17th Century: Religious dissent: Text analysis and sentiment analysis were used by religious authorities to identify people who seemed to be using printing presses to share information that wasn’t related to the church.

1890s: Newspaper analysis digs in: In 1893, one of the very first content analysis of newspapers was published! This particular study attempted to demonstrate how publications were shifting their focus from religious and science topics to gossip and scandal (sound familiar?).

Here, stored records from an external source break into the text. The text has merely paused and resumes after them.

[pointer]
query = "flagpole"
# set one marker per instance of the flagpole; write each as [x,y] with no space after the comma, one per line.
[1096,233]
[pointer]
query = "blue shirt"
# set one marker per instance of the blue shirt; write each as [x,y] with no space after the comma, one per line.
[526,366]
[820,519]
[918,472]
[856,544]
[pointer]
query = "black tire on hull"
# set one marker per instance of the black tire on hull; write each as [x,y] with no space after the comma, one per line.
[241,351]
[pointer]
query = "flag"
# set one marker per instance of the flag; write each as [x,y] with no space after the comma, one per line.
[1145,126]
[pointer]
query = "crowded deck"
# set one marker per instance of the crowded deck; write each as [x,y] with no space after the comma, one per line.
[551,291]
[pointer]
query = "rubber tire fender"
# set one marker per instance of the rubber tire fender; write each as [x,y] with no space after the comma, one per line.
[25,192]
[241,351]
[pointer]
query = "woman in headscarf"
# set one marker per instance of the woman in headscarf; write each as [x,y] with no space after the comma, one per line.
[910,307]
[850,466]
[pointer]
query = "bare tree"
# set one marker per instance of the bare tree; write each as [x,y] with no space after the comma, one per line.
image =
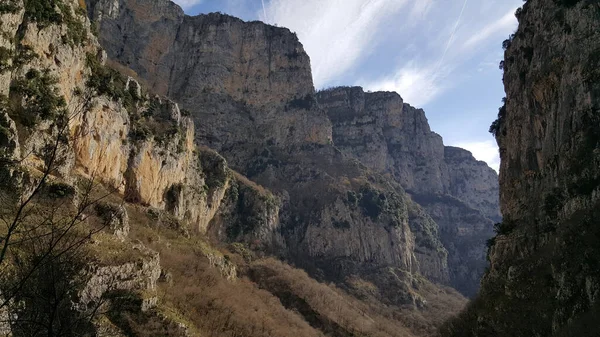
[42,244]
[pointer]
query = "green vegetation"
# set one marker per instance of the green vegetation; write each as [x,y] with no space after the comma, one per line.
[5,58]
[8,7]
[42,100]
[497,124]
[48,12]
[505,227]
[147,121]
[109,82]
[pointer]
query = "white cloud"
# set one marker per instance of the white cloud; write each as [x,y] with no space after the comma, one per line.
[336,34]
[186,4]
[501,26]
[486,151]
[417,85]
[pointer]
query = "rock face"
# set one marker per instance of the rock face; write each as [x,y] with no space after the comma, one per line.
[249,89]
[544,278]
[459,192]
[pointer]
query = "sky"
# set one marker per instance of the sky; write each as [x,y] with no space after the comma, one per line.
[439,55]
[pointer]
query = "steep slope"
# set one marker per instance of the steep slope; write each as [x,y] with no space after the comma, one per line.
[544,278]
[160,236]
[460,193]
[250,91]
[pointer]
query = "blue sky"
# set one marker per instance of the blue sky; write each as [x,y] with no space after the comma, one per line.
[440,55]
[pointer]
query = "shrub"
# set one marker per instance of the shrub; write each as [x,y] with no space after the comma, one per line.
[373,202]
[505,227]
[497,124]
[60,190]
[8,7]
[42,99]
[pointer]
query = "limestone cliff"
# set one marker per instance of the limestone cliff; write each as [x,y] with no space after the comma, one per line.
[459,192]
[67,119]
[544,279]
[249,88]
[114,177]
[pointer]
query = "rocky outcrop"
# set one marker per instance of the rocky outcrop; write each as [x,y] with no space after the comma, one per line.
[543,278]
[249,89]
[217,65]
[140,273]
[391,136]
[459,192]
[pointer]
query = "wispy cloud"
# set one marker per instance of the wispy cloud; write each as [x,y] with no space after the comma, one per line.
[446,49]
[506,23]
[486,151]
[416,84]
[187,4]
[335,33]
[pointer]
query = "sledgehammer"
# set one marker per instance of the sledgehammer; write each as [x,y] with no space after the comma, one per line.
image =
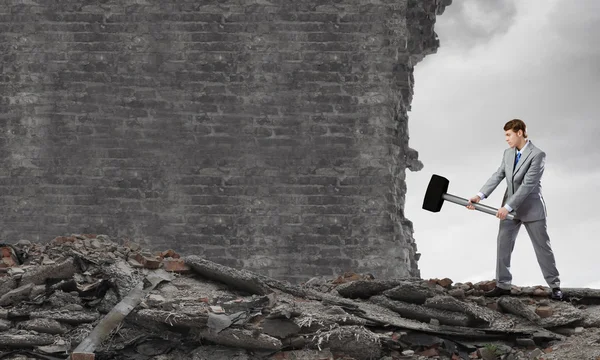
[436,194]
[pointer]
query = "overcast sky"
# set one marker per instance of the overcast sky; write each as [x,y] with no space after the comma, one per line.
[537,60]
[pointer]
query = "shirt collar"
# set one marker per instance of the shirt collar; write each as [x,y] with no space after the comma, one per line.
[524,146]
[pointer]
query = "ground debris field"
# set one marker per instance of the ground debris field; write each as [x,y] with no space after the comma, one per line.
[88,297]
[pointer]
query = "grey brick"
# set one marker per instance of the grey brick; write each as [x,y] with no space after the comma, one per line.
[233,135]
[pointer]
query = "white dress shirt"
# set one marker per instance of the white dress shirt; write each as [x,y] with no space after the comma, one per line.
[482,195]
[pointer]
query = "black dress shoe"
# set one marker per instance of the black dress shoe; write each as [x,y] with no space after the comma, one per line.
[497,292]
[557,294]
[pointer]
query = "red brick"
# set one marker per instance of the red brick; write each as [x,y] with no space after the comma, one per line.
[83,356]
[176,265]
[544,311]
[64,239]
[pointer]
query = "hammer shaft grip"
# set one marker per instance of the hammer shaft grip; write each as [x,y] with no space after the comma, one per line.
[483,208]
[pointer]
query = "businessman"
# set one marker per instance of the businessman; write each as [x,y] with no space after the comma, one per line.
[522,165]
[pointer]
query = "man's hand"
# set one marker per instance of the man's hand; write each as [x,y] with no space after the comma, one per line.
[474,199]
[502,212]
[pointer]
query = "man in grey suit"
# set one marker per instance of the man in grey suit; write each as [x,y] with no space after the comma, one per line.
[522,166]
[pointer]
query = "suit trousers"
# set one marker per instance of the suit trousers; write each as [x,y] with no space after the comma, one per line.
[538,234]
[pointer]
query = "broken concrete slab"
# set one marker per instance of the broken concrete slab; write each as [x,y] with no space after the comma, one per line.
[241,338]
[17,295]
[563,314]
[39,274]
[422,313]
[43,325]
[25,340]
[280,328]
[240,279]
[481,315]
[517,307]
[365,288]
[356,340]
[67,317]
[151,317]
[413,292]
[7,283]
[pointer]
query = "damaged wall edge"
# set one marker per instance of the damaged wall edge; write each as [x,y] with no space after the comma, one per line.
[272,138]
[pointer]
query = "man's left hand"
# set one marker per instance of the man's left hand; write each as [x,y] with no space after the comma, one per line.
[502,212]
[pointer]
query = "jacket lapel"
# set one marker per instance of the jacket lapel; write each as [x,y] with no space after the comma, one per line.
[524,155]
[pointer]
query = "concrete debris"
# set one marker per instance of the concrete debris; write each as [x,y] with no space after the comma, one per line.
[87,297]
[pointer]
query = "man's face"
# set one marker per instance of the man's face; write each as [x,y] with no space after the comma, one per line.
[513,138]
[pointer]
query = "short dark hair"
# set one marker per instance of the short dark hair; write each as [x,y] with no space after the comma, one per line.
[516,125]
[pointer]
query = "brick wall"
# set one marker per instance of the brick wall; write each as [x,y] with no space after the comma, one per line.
[270,137]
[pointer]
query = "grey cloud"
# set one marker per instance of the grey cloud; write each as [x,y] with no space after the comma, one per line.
[467,23]
[546,71]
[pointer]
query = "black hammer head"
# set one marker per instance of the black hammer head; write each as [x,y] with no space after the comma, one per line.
[438,186]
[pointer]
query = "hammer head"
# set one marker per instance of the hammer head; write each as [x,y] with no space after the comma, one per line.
[438,186]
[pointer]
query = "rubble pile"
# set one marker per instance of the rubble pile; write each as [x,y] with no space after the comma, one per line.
[87,297]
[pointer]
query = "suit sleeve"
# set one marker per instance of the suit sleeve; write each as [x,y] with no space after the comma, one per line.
[530,181]
[494,180]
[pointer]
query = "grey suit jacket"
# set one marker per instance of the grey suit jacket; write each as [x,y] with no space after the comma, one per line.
[524,189]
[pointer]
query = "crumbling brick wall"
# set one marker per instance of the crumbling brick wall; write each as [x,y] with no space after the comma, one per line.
[270,136]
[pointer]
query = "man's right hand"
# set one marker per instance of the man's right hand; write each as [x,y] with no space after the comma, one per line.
[474,199]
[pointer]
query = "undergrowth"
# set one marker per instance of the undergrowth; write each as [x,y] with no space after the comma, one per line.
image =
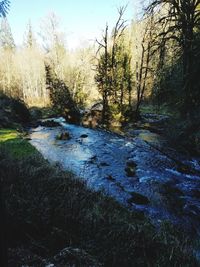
[48,210]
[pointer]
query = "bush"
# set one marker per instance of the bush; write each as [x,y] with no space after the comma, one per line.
[49,210]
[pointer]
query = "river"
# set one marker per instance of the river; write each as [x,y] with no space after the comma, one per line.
[138,169]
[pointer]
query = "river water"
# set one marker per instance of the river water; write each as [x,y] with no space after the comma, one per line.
[138,169]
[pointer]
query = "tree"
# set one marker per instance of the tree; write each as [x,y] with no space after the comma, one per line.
[6,38]
[29,39]
[60,97]
[143,65]
[4,7]
[113,72]
[182,18]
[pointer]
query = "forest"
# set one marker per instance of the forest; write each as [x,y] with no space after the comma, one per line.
[100,145]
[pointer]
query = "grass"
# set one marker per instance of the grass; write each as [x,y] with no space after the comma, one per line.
[49,210]
[12,140]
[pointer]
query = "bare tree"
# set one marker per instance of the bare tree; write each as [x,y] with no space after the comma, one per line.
[182,17]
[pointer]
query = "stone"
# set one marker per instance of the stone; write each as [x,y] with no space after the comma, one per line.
[138,199]
[49,123]
[64,136]
[84,136]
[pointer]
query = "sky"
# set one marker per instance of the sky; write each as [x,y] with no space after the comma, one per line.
[81,20]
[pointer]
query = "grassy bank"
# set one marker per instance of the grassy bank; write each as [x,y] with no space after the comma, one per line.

1930s: Newspaper analysis settles in: Before the internet and computers, researchers used to buy a copy of every newspaper and manually cut out articles on the topics they were interested. Someone might be tasked with cutting out all the articles about the current election. They would then manually analyze every article to identify the mood of the writer and the features of the article. With the changing economic climate, the 1920s and 1930s led to huge growth in content and text analysis. People felt the mass media were at least partly responsible for all the woes of the world. This was a great era for the development of both survey and opinion research, which most people are familiar with, as well as content analysis, which has mostly remained of interest to qualitative experts.

1970s: Survey research: Survey research really takes hold. You already know about verbatims and open-ends on survey questions. Multiple choice questions often have a place for people to write in an answer if they feel the question didn’t already include their answer. Those verbatims go through manual sentiment analysis and text analysis whereby people read each and every verbatim to analyze the mood of the writer and the features of the verbatim.

2010s: Social media research: And we arrive at today. We may not being doing text analysis manually anymore, but with one hundred years of solid research and learnings, the research community has amassed a lot of skill and experience.

If you are interested in reading more, Klaus Krippendorff, the leading expert in this field, has written many fabulous texts about content analysis. It’s a tough read, but a great read.